Ci sono immagini che la memoria muta, confonde, ma non riesce a cancellare: Auschwitz e orizzonti di filo spinato; colline di scarpe abbandonate. In un mosaico di tetri colori, sbiadite dal sole, la pioggia, la cenere dormono sonni inquieti, evocano fantasmi che non possono gridare.

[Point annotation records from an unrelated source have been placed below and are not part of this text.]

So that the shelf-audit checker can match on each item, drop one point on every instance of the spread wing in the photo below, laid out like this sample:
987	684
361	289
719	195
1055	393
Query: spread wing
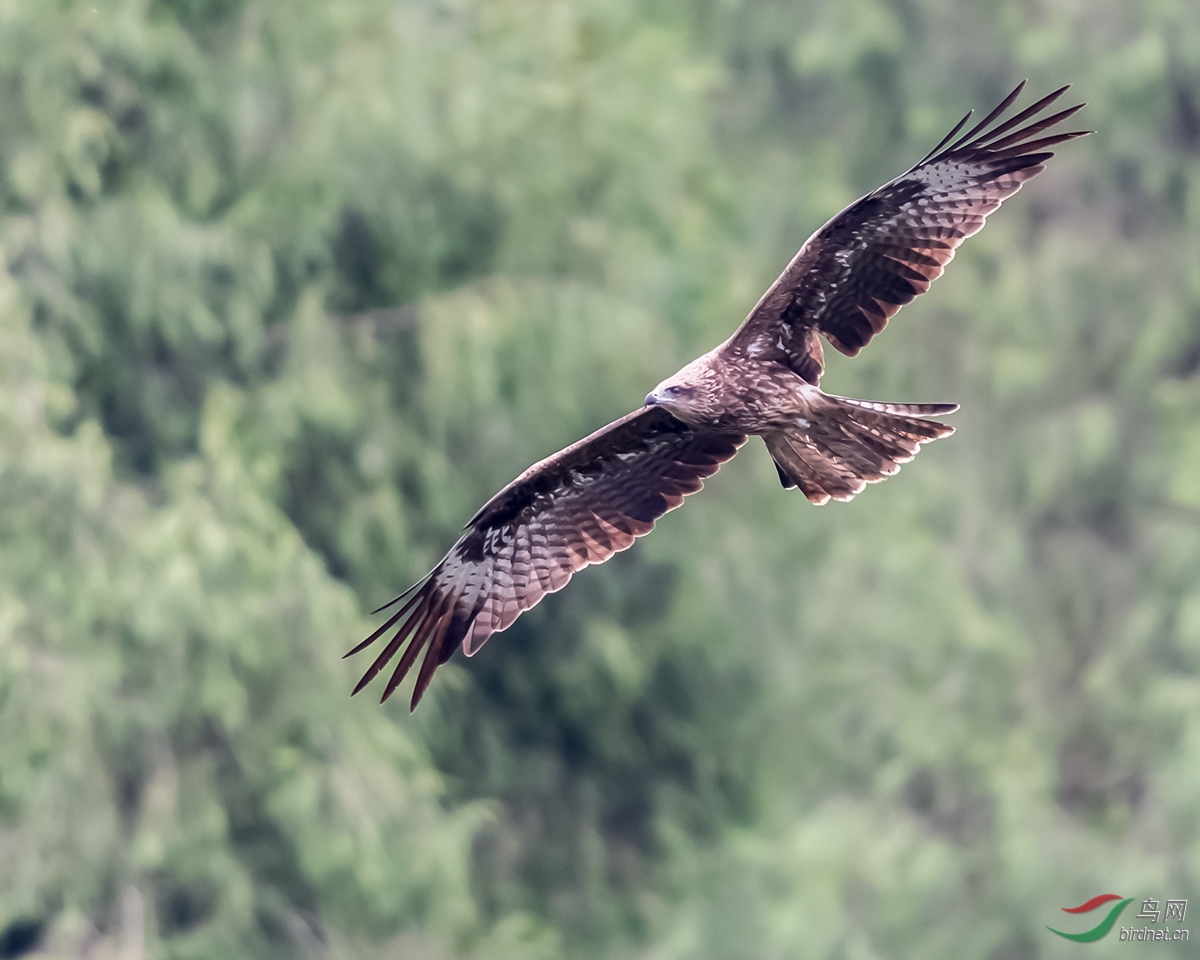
573	509
885	250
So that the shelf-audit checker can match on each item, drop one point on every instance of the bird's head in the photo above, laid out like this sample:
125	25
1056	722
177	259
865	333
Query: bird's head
684	394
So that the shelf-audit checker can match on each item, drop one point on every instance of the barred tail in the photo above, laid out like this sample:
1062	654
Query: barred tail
849	443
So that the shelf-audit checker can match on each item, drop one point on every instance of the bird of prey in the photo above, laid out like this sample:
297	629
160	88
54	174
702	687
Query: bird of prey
595	497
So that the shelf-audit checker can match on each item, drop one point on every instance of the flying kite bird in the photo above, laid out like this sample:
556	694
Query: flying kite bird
594	498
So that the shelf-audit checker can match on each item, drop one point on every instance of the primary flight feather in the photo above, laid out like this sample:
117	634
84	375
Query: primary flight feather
595	497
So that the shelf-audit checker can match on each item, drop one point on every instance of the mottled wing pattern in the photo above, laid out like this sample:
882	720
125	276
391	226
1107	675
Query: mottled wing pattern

Restano immobili nel mare di pelle e cuoio, nell'odore dolciastro della morte, i lacci slegati, come lisci capelli: sporchi, canuti, appassiti nel vento. Non legano più carne ai giorni a venire, non sanno più danzare, correre, saltare; non hanno più un pallone di stracci da rincorrere
Scarpe che nascondono storie da raccontare, con le loro parole di fango e sudore Piccole barche abbandonate al fiume della follia, riassumono una vita: perché nella semplice assenza della loro compagna di sempre ognuna cela in sé il senso stesso dell'abbandono
Scarponi pesanti, duri, vissuti e scarpe eleganti, leggere, da ballerina giacciono insieme, nella polvere del tempo, in un dolore cieco, che non fa distinzioni mentre freddi fiocchi di neve, stelle senza più cielo, cadono lasciando accesi solo i piccoli falò del cuore.
Una neve, bellissima e bugiarda, cancellerà stanotte il profilo dei camini e le impronte di migliaia di anime scalze - a piedi nudi in viaggio – sulla strada che unisce la fragile memoria dell'uomo ad un ingiusto Paradiso.